Palanques is a small town and municipality located at the northern end of the Ports comarca, province of Castelló, part of the autonomous community of Valencia, Spain. According to the 2009 census, it has a total population of 35 inhabitants. It is located near Morella.

The town's main church is dedicated to the Assumption of Mary and the Ermita de la Verge dels Dolors is a small church dedicated to Our Lady of Sorrows that lies within the town's municipal limit.

==History==
Palanques was a Muslim town until nearby Morella was conquered by James I of Aragon in the 13th century.

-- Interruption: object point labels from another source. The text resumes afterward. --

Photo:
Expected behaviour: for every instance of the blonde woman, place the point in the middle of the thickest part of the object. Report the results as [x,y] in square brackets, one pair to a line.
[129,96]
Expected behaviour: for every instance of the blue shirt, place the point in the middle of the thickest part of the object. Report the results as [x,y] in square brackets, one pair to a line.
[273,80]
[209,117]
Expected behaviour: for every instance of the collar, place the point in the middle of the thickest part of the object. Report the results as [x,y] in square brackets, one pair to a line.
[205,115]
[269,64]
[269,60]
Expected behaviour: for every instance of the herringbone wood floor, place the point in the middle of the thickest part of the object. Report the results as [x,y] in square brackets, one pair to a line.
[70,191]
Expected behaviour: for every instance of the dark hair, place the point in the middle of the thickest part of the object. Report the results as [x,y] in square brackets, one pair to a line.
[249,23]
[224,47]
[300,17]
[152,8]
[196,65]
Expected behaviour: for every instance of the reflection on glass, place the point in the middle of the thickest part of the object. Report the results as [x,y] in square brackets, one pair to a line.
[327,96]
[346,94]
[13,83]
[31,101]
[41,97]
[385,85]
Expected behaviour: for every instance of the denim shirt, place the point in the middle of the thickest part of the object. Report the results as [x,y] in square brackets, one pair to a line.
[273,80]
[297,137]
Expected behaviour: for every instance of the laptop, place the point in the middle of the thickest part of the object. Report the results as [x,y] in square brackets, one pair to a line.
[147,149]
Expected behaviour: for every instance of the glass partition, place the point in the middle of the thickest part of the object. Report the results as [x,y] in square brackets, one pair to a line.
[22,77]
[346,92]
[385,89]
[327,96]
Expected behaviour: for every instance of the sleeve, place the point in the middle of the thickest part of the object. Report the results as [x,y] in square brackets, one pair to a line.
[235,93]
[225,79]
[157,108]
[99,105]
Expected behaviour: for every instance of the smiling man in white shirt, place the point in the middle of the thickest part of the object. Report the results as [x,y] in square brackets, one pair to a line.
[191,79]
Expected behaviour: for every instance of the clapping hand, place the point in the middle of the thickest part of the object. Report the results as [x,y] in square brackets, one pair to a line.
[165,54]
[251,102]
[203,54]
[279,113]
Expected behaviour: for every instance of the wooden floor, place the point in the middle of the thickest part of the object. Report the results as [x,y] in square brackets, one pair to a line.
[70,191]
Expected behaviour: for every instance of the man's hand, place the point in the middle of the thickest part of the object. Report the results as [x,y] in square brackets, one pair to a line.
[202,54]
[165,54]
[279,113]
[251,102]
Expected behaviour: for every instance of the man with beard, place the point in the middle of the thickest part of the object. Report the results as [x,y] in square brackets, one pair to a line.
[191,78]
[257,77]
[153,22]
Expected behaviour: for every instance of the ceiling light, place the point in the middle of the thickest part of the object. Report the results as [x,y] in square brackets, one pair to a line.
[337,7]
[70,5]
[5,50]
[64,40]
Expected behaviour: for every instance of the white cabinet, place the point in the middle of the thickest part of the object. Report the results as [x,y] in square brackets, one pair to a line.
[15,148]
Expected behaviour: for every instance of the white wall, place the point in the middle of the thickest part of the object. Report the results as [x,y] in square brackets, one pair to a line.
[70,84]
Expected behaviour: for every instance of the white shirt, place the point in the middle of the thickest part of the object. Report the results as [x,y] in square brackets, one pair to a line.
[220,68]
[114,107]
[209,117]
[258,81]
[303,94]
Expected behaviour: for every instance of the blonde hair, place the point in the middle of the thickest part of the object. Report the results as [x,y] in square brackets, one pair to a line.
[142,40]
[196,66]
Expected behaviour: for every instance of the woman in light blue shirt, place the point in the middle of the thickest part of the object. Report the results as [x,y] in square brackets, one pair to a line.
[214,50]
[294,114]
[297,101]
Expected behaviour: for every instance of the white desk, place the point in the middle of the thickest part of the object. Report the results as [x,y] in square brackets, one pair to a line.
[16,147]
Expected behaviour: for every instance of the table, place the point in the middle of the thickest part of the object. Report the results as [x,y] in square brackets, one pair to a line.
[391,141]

There are remains of an ancient tower in the town's main square.

The town has lost much population in the last 100 years; it had 249 inhabitants in 1900 and 1,133 in 1950. After the abandonment of traditional agricultural practices, like dryland farming and sheep and goat rearing, by the local youth and General Franco's Plan de Estabilización in 1959 the population has declined progressively as people emigrated towards the industrial areas of Barcelona and coastal Castelló Province in search of jobs.

By 2000 Palanques had only a residual population of 21 inhabitants. Nowadays some of the houses of the town are in ruins and others have been converted into summer houses. Palanques revives during the summer season when many former residents return to the town to spend the holidays, for its climate is continental with mild temperatures on summer nights.